US: Slew of state and local bills are targeting LGBTQ people

Alaska’s most populous city, Anchorage, will vote on a ballot measure in April that seeks to mandate “intimate facilities” in municipal buildings, like restrooms and locker rooms, only be used by persons of the same “sex.” The measure, Proposition 1, defines sex as an individual's “immutable biological condition of being male or female, as objectively determined by anatomy and genetics at the time of birth.”

If passed, Proposition 1 would roll back aspects of Anchorage’s 2015nondiscrimination ordinance, which prohibits discrimination on the basis of gender identity, regardless of one’s sex assigned at birth.

While proponents of the ballot measure say it was designed with public safety in mind, Lillian Lennon, a field organizer for Fair Anchorage, a bipartisan coalition aimed at defeating Proposition 1, said it would “effectively legalize discrimination against transgender citizens” and endanger trans Alaskans like herself.

“I live as a woman,” Lennon said, “and being put into a men’s restroom could put me at serious risk of harm.”

Proposition 1 is just one of many state and local initiatives on the horizon this year that LGBTQ advocates say could be harmful to the lesbian, gay, bisexual, transgender and queer community.

“We are seeing a lot of anti-LGBT bills,”Chase Strangio, a staff attorney with the ACLU LGBT & HIV Project, said.

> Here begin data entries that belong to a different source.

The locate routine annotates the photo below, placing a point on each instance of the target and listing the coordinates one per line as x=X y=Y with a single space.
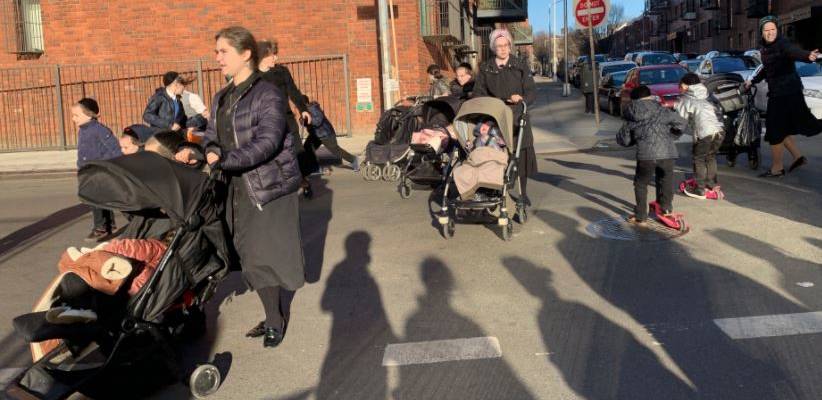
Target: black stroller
x=107 y=358
x=388 y=152
x=486 y=201
x=425 y=163
x=737 y=106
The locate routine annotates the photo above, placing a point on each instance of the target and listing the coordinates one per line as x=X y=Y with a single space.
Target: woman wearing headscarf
x=249 y=140
x=510 y=80
x=787 y=112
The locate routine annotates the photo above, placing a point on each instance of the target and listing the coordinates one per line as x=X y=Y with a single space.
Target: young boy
x=653 y=129
x=707 y=129
x=94 y=142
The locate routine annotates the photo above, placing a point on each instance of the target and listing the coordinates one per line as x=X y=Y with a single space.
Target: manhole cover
x=619 y=229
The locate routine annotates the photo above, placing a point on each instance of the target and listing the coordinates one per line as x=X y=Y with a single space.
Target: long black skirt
x=268 y=241
x=789 y=115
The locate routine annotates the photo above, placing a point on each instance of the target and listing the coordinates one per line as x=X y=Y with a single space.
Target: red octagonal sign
x=590 y=10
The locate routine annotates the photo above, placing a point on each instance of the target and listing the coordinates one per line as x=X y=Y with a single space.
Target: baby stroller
x=488 y=199
x=130 y=350
x=426 y=159
x=388 y=151
x=742 y=122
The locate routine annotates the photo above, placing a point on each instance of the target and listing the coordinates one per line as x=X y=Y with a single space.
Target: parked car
x=609 y=91
x=663 y=80
x=811 y=75
x=654 y=58
x=684 y=56
x=691 y=65
x=614 y=66
x=742 y=65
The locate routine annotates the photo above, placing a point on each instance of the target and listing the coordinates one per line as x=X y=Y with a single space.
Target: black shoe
x=256 y=331
x=272 y=337
x=797 y=163
x=97 y=235
x=770 y=174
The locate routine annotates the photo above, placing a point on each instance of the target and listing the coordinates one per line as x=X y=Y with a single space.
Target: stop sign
x=589 y=12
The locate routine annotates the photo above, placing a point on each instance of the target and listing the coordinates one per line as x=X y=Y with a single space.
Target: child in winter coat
x=708 y=131
x=653 y=129
x=95 y=142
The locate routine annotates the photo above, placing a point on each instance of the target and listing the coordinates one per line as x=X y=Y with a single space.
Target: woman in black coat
x=249 y=140
x=280 y=76
x=510 y=80
x=787 y=112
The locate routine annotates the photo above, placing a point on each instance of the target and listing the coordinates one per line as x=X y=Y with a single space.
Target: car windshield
x=658 y=58
x=616 y=68
x=618 y=78
x=809 y=69
x=661 y=75
x=731 y=64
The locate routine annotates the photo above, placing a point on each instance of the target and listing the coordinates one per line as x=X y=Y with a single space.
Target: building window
x=23 y=21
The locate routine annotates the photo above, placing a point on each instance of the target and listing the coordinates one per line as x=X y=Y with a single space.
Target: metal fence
x=35 y=102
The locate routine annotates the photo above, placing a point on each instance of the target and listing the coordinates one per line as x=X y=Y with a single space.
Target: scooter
x=674 y=221
x=711 y=194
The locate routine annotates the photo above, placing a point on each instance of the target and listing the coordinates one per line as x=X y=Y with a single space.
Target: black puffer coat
x=780 y=71
x=653 y=129
x=264 y=151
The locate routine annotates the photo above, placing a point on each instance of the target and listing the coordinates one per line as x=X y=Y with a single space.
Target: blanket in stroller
x=485 y=168
x=437 y=138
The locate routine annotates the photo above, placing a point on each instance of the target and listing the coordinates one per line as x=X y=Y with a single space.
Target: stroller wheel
x=405 y=190
x=372 y=172
x=204 y=381
x=508 y=231
x=391 y=173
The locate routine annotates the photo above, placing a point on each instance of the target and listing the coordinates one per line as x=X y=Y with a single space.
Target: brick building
x=698 y=26
x=331 y=46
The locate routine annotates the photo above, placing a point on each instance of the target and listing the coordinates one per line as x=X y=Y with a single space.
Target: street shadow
x=596 y=196
x=360 y=329
x=593 y=168
x=40 y=230
x=315 y=215
x=607 y=361
x=435 y=319
x=676 y=297
x=792 y=269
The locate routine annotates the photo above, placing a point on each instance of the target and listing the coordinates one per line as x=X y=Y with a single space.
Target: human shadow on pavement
x=360 y=329
x=598 y=359
x=22 y=237
x=676 y=297
x=315 y=215
x=596 y=196
x=592 y=167
x=435 y=319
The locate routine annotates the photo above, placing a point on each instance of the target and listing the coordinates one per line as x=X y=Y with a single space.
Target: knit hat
x=498 y=33
x=90 y=105
x=765 y=20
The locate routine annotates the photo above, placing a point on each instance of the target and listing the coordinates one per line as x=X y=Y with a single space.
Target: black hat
x=90 y=105
x=171 y=76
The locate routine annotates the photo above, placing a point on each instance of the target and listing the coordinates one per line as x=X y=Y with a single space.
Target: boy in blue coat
x=94 y=142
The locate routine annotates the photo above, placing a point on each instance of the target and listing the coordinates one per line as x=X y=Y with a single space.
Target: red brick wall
x=94 y=31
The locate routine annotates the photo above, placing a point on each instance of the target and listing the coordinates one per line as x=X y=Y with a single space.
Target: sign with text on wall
x=364 y=100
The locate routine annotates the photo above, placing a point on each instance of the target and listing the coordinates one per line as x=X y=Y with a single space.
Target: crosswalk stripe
x=771 y=325
x=436 y=351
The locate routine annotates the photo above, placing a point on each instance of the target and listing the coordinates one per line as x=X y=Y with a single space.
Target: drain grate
x=619 y=229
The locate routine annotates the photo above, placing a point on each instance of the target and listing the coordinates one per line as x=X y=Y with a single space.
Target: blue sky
x=538 y=12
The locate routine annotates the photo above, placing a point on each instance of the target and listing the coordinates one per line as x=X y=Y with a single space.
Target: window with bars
x=23 y=22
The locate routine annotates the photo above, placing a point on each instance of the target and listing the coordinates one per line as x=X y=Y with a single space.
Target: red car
x=663 y=80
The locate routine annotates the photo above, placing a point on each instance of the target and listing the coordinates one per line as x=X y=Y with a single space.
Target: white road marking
x=436 y=351
x=771 y=325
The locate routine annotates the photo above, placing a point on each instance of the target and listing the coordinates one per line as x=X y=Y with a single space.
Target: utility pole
x=566 y=87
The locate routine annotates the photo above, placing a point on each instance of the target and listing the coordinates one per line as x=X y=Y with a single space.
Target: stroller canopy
x=483 y=108
x=142 y=181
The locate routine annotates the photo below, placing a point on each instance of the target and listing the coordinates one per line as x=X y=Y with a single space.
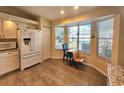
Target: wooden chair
x=75 y=59
x=65 y=48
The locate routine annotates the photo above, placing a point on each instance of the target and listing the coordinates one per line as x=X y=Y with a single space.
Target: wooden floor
x=54 y=73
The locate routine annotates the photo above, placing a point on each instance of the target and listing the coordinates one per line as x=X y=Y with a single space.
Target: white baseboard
x=96 y=69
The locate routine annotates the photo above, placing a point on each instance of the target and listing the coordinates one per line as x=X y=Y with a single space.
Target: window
x=105 y=36
x=59 y=37
x=73 y=37
x=84 y=37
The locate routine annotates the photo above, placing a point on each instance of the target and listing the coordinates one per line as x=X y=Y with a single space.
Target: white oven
x=7 y=45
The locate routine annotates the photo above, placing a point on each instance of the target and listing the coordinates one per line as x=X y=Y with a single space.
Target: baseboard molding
x=96 y=69
x=56 y=57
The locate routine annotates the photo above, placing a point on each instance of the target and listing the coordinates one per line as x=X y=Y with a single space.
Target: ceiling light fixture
x=76 y=7
x=62 y=12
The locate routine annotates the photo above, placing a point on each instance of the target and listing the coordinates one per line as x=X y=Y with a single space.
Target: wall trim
x=96 y=68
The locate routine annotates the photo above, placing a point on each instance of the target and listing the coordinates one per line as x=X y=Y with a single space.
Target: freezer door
x=37 y=41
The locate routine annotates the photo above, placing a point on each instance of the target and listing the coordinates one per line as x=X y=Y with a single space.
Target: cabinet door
x=10 y=29
x=46 y=43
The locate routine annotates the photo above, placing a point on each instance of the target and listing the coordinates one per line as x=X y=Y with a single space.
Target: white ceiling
x=53 y=12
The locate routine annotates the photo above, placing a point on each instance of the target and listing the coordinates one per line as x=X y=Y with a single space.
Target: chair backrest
x=70 y=56
x=65 y=46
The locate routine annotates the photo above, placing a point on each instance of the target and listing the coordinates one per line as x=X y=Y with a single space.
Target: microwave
x=7 y=45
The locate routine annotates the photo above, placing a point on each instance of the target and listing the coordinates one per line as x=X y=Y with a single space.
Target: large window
x=105 y=36
x=84 y=37
x=73 y=37
x=59 y=37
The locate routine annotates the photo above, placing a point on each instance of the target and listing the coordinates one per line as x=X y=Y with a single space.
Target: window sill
x=104 y=59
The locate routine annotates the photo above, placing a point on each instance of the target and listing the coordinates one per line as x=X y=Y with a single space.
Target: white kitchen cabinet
x=10 y=29
x=1 y=26
x=9 y=61
x=46 y=43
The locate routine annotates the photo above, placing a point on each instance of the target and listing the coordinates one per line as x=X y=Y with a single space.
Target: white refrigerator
x=30 y=47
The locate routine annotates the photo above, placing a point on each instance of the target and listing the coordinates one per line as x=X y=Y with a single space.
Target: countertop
x=116 y=75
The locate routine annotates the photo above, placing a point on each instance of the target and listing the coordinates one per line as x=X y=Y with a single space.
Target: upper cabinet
x=9 y=29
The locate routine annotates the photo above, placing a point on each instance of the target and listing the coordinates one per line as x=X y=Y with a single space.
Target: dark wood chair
x=65 y=49
x=75 y=59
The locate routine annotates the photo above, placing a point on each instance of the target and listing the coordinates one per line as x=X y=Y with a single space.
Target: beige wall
x=92 y=58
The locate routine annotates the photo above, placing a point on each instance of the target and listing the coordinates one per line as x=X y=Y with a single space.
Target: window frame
x=77 y=34
x=97 y=40
x=84 y=52
x=61 y=38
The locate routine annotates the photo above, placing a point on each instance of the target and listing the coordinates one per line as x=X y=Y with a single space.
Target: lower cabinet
x=9 y=61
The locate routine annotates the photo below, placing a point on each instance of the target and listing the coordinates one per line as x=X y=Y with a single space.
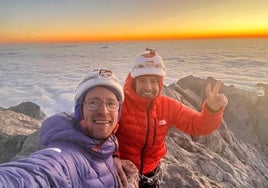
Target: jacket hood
x=59 y=128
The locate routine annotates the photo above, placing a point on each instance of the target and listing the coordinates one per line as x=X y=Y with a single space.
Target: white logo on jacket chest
x=162 y=122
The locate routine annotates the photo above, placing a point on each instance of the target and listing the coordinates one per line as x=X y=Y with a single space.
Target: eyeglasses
x=95 y=104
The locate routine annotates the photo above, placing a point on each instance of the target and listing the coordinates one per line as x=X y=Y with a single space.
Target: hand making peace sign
x=215 y=101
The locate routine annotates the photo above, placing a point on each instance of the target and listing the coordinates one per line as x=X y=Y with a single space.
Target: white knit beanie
x=148 y=63
x=99 y=77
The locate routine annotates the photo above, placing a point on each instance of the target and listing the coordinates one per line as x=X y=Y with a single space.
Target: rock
x=14 y=130
x=30 y=109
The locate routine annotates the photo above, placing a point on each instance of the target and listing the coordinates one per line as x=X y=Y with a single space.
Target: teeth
x=101 y=121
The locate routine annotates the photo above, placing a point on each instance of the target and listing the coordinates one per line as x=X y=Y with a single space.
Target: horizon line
x=142 y=39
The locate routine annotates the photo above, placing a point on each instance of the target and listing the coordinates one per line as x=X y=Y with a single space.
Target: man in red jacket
x=147 y=116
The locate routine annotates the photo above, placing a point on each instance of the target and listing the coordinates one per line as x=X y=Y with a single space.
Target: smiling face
x=147 y=86
x=100 y=123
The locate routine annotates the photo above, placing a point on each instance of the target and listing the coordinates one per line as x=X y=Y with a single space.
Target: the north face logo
x=162 y=122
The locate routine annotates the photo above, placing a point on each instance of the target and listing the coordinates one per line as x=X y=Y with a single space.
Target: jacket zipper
x=154 y=131
x=146 y=138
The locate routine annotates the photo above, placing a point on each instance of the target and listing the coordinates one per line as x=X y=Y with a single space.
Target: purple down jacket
x=68 y=160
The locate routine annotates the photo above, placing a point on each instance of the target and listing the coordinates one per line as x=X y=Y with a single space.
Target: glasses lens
x=95 y=104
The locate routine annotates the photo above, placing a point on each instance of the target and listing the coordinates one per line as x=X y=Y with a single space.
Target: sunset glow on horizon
x=85 y=21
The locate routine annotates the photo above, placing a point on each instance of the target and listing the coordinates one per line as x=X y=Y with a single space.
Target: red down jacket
x=145 y=122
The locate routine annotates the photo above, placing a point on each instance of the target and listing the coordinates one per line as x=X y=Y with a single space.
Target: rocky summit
x=236 y=155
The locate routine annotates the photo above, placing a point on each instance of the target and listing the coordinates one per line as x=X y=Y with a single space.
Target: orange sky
x=78 y=20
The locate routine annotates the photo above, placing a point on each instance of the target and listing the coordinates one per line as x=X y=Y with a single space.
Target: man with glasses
x=78 y=149
x=147 y=116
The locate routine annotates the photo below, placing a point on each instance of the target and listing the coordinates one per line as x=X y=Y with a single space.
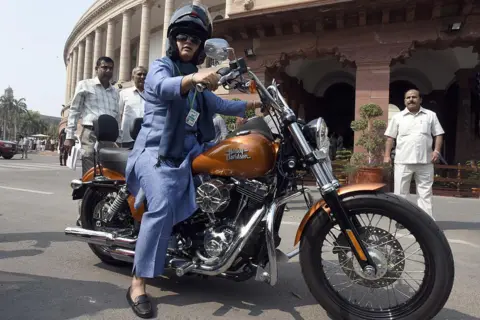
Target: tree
x=10 y=111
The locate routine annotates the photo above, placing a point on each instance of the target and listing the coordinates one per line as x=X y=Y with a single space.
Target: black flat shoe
x=142 y=306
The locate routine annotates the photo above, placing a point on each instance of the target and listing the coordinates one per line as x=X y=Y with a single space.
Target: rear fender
x=113 y=175
x=343 y=192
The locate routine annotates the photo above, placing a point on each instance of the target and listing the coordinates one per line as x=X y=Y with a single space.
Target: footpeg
x=186 y=268
x=262 y=275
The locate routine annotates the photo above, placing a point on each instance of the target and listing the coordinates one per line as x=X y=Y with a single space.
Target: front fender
x=342 y=193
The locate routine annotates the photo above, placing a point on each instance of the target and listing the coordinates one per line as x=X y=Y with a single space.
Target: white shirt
x=131 y=105
x=90 y=101
x=221 y=131
x=414 y=135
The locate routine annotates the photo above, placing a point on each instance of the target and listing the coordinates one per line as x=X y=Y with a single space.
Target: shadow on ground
x=42 y=240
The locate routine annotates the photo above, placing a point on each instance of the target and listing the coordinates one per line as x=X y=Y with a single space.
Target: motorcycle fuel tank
x=246 y=156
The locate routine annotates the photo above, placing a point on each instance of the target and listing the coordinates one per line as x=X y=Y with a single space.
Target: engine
x=224 y=205
x=215 y=195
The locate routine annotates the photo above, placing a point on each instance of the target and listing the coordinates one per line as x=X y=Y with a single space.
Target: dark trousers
x=88 y=140
x=63 y=156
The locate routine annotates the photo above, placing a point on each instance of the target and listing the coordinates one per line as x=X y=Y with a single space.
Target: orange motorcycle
x=354 y=259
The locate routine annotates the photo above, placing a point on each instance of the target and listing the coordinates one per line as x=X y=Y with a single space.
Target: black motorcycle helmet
x=193 y=20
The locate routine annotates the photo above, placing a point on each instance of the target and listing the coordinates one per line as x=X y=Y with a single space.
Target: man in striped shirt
x=92 y=98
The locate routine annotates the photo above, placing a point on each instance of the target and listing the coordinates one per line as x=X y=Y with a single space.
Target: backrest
x=135 y=127
x=106 y=128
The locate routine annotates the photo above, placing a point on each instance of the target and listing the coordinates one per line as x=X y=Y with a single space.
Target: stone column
x=97 y=48
x=144 y=47
x=372 y=86
x=87 y=71
x=228 y=8
x=67 y=84
x=125 y=56
x=169 y=8
x=74 y=72
x=464 y=144
x=81 y=60
x=110 y=45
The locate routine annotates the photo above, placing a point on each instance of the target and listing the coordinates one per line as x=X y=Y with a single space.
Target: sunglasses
x=184 y=37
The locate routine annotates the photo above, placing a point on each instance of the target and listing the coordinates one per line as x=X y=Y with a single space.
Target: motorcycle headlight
x=316 y=133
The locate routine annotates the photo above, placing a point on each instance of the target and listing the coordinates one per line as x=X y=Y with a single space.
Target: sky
x=33 y=35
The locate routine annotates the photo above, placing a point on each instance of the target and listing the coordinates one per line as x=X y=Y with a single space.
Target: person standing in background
x=131 y=105
x=413 y=129
x=221 y=131
x=62 y=149
x=92 y=98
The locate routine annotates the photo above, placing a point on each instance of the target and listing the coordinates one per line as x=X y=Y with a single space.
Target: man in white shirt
x=92 y=98
x=413 y=128
x=131 y=105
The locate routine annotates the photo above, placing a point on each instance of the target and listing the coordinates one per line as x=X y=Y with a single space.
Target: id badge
x=192 y=117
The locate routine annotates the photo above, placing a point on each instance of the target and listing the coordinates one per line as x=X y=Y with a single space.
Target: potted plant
x=368 y=166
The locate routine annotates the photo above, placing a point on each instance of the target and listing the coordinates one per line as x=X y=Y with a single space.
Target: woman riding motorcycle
x=177 y=123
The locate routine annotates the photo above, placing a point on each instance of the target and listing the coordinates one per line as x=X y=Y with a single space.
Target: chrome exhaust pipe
x=100 y=238
x=226 y=261
x=122 y=254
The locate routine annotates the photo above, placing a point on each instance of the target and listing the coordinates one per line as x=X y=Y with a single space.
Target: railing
x=450 y=180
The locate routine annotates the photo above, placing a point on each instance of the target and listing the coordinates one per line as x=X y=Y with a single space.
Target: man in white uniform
x=413 y=128
x=131 y=105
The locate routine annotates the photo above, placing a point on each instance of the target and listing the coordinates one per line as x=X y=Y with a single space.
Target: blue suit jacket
x=164 y=125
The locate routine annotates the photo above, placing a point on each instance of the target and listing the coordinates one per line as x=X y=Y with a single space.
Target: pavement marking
x=15 y=166
x=456 y=241
x=26 y=190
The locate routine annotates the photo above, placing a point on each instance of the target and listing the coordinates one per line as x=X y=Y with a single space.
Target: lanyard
x=191 y=102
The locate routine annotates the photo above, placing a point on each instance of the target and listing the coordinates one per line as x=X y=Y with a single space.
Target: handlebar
x=226 y=75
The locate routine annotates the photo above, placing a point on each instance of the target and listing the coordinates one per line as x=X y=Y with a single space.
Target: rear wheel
x=91 y=210
x=394 y=291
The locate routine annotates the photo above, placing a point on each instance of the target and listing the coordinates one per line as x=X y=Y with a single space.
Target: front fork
x=329 y=185
x=349 y=228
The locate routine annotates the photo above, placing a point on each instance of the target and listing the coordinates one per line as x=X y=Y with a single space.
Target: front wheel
x=415 y=268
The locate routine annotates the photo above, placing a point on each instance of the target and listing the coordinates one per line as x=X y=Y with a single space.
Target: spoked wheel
x=415 y=269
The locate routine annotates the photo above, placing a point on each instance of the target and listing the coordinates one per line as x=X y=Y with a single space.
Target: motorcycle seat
x=114 y=158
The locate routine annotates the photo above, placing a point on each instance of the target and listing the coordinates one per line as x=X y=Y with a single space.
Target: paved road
x=45 y=275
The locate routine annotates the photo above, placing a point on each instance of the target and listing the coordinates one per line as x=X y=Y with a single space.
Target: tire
x=90 y=200
x=438 y=279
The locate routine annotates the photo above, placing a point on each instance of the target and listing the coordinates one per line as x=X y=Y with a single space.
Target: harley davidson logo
x=237 y=154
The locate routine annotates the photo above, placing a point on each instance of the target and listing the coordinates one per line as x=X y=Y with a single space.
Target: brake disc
x=384 y=248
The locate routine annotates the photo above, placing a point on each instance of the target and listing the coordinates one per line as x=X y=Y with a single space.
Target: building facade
x=330 y=56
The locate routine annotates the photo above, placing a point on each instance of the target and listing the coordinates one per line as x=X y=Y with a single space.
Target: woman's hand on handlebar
x=207 y=77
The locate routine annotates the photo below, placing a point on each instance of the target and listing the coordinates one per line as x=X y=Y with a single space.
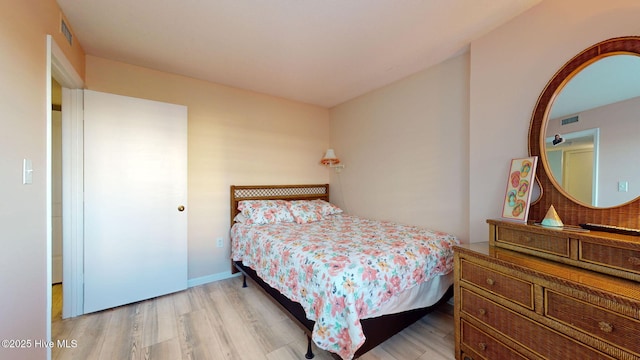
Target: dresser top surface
x=536 y=266
x=591 y=236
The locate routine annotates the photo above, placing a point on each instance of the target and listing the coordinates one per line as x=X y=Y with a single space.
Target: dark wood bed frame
x=376 y=330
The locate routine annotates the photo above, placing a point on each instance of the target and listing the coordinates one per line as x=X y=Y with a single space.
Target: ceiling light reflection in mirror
x=597 y=115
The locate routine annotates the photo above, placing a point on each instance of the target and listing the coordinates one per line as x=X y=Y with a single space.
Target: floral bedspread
x=341 y=268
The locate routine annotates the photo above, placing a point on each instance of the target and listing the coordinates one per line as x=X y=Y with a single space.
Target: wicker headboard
x=276 y=192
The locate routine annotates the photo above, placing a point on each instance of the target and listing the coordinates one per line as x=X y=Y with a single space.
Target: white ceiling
x=321 y=52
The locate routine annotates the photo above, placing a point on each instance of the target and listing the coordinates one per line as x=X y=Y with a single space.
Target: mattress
x=344 y=268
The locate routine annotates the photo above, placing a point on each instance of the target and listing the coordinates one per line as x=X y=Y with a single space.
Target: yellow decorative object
x=552 y=218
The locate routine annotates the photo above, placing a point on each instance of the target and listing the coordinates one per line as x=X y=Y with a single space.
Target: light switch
x=27 y=172
x=623 y=186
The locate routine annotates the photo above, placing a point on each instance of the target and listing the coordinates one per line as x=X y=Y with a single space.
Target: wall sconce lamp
x=332 y=160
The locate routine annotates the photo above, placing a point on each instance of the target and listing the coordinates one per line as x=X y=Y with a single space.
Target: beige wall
x=23 y=134
x=235 y=137
x=405 y=147
x=509 y=69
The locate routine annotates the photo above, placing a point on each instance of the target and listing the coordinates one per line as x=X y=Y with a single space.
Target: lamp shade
x=330 y=158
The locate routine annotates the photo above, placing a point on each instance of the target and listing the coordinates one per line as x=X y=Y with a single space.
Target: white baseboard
x=211 y=278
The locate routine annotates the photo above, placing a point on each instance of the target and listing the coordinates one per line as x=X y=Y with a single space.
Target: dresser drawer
x=546 y=342
x=511 y=288
x=617 y=329
x=610 y=256
x=556 y=245
x=485 y=345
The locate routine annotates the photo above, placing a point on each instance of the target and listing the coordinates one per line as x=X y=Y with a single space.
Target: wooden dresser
x=537 y=293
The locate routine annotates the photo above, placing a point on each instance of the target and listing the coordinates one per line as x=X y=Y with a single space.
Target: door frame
x=60 y=68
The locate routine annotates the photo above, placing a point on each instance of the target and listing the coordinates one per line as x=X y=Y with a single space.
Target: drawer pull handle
x=634 y=261
x=605 y=327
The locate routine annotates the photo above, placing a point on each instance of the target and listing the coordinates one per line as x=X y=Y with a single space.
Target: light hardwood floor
x=222 y=320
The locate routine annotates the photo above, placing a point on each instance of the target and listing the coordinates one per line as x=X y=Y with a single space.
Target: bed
x=333 y=273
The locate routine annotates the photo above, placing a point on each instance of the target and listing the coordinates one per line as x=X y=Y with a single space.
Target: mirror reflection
x=592 y=139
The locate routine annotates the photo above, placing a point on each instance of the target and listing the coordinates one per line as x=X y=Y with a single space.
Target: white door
x=56 y=197
x=135 y=178
x=578 y=174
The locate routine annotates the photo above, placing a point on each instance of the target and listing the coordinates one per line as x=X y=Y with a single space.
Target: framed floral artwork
x=517 y=197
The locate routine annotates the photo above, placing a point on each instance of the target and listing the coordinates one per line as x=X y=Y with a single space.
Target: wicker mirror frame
x=570 y=211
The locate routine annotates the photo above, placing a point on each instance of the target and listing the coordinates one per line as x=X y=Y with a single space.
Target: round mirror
x=592 y=137
x=588 y=119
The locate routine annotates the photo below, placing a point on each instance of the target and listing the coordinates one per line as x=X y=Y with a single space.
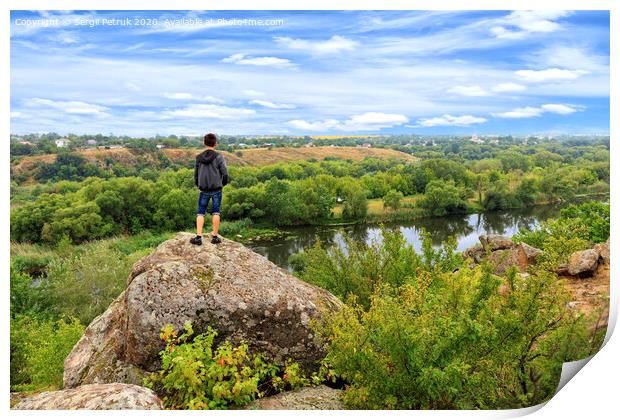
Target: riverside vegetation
x=423 y=330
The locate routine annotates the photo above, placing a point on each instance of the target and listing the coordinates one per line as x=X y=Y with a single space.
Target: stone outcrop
x=583 y=263
x=114 y=396
x=495 y=242
x=502 y=253
x=239 y=293
x=310 y=398
x=503 y=259
x=603 y=251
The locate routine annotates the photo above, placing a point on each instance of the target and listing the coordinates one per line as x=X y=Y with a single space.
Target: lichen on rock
x=237 y=292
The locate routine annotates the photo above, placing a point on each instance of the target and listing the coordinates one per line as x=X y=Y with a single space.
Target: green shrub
x=359 y=269
x=38 y=351
x=82 y=284
x=452 y=341
x=194 y=375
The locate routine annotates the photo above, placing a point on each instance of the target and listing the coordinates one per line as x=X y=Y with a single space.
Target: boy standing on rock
x=210 y=176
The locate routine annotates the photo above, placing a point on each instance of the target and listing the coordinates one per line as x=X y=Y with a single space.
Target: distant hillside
x=247 y=157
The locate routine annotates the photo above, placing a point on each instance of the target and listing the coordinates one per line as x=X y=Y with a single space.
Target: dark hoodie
x=210 y=173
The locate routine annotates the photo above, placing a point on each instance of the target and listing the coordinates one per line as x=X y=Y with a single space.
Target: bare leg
x=216 y=224
x=200 y=221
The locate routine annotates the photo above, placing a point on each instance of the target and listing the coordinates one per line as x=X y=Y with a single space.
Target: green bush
x=452 y=341
x=361 y=268
x=194 y=375
x=84 y=282
x=38 y=351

He added that policy changes at the federal level have made it “easy to lose sight of what is happening in the state legislatures” and on the local level.

 

Along with Proposition 1, the ACLU is watching ballot measures in Alabama, Montana and Massachusetts that target the transgender community.

In Massachusetts, a bill seeking to repeal the state’s 2017 transgender anti-discrimination law secured enough signatures to make it on the ballot this year. If the Massachusetts Gender Identity Anti-Discrimination Veto Referendum is successful, it will scrap Senate Bill 2407, which prohibits discrimination based on gender identity in public places — such as hotels, restaurants and stores.

Unlike Alaska’s Proposition 1, which is limited to the city of Anchorage, Massachusetts’ referendum would be the first statewide vote on whether to maintain or scrap legislation that protects transgender people, according to the ACLU.